Con una mayoría de escaños y minoría de votos (incongruencia brotada de la legislación electoral vigente), el ala independentista se proclamó clara vencedora, faltaría más. Y legitimada, con ese respaldo del cuarenta y siete por ciento de los electores (menos de la mitad), para iniciar un proceso secesionista «democrático». Con un par. (Es curioso, siempre entendí la democracia como el gobierno de la mayoría).
Fue una soberana estupidez. Lo de la «presidencia coral» -propuesta antes o después de la «rotatoria»-. Una suerte de triunvirato romano planteado por la CUP, a fin de avalar la candidatura de Juntos por el Sí, con tres, quizá cuatro, cabezas visibles dirigiendo el cotarro a partes iguales (no seré yo quien ponga tachas al aprecio hacia una referencia histórica)… A continuación vendría la histriónica pose de Artur Mas ante los medios, apoyando la mano en el monolito homenaje a Lluís Companys, cabeza inclinada, aire sosegado y reflexivo, como esperando recibir la bendición del difunto; su paseíllo mesiánico hacia y desde el juzgado, entre loor de multitudes y bajo las varas de cuatrocientos alcaldes (ahí queda eso). Nada que ver con sucesos acaecidos tiempo atrás, cuando tuvo que acceder a la Asamblea catalana en helicóptero (¿han desaparecido las causas de «indignación»? ¿Alimento, vivienda y trabajo?… La independencia, primero).

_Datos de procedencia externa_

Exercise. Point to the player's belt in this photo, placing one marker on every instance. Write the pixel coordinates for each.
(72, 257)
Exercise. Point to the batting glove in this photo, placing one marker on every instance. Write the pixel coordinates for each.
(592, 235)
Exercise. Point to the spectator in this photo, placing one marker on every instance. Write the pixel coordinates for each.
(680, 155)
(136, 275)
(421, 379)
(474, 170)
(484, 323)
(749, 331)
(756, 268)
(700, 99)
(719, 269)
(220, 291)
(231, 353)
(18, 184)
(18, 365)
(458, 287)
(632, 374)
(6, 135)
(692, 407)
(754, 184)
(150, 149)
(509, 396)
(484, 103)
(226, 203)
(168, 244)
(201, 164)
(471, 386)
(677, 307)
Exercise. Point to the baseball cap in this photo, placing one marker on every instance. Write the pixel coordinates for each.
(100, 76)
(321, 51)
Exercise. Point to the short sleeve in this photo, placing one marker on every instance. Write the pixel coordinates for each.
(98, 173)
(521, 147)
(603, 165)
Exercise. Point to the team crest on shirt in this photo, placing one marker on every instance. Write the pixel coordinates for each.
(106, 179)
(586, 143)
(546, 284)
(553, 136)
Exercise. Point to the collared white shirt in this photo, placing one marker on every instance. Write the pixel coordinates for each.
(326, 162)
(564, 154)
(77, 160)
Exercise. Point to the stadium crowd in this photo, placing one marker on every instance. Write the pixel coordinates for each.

Iniciada la nueva legislatura, la Presidente de la Asamblea, en su discurso, abogó por la democracia, recibiendo a la totalidad de los presentes -corrientes incluidas-, a la vez que decretaba el comienzo de la secesión. Al siguiente día, la CUP donde dijo digo, dijo Diego, y secundó un proceso que juiciosamente había descartado por aquel porcentaje de votos. Tuvieron su turno los órdagos y los chulos. El PSC se brindó a CDC. Mas insinuó el traspaso de competencias presidenciales a unas poderosas vicepresidencias. La CUP se encaprichó con Romeva. La Asamblea, ante el Constitucional, adjetivó la secesión como deseo, no resolución vinculante…
Cuando tecleo estas líneas, el plazo para la designación presidencial se demora… Si les interesa cumplir con el Estatuto… Puestos a saltarse la legalidad… Lo mismo declaran la independencia así, por las buenas, sin presidente ni nada… Un estado sin presidente e invadido por españoles. Ya que ésta es otra. Un español con residencia habitual en el extranjero que adquiera voluntariamente esta nacionalidad extranjera, conserva la española (y europea) al menos durante tres años. Entonces, independizada Cataluña, podría darse la paradoja de que España comparta frontera con un país poblado íntegramente por españoles. ¿Acaso hay algo más esperpéntico, más español que esto?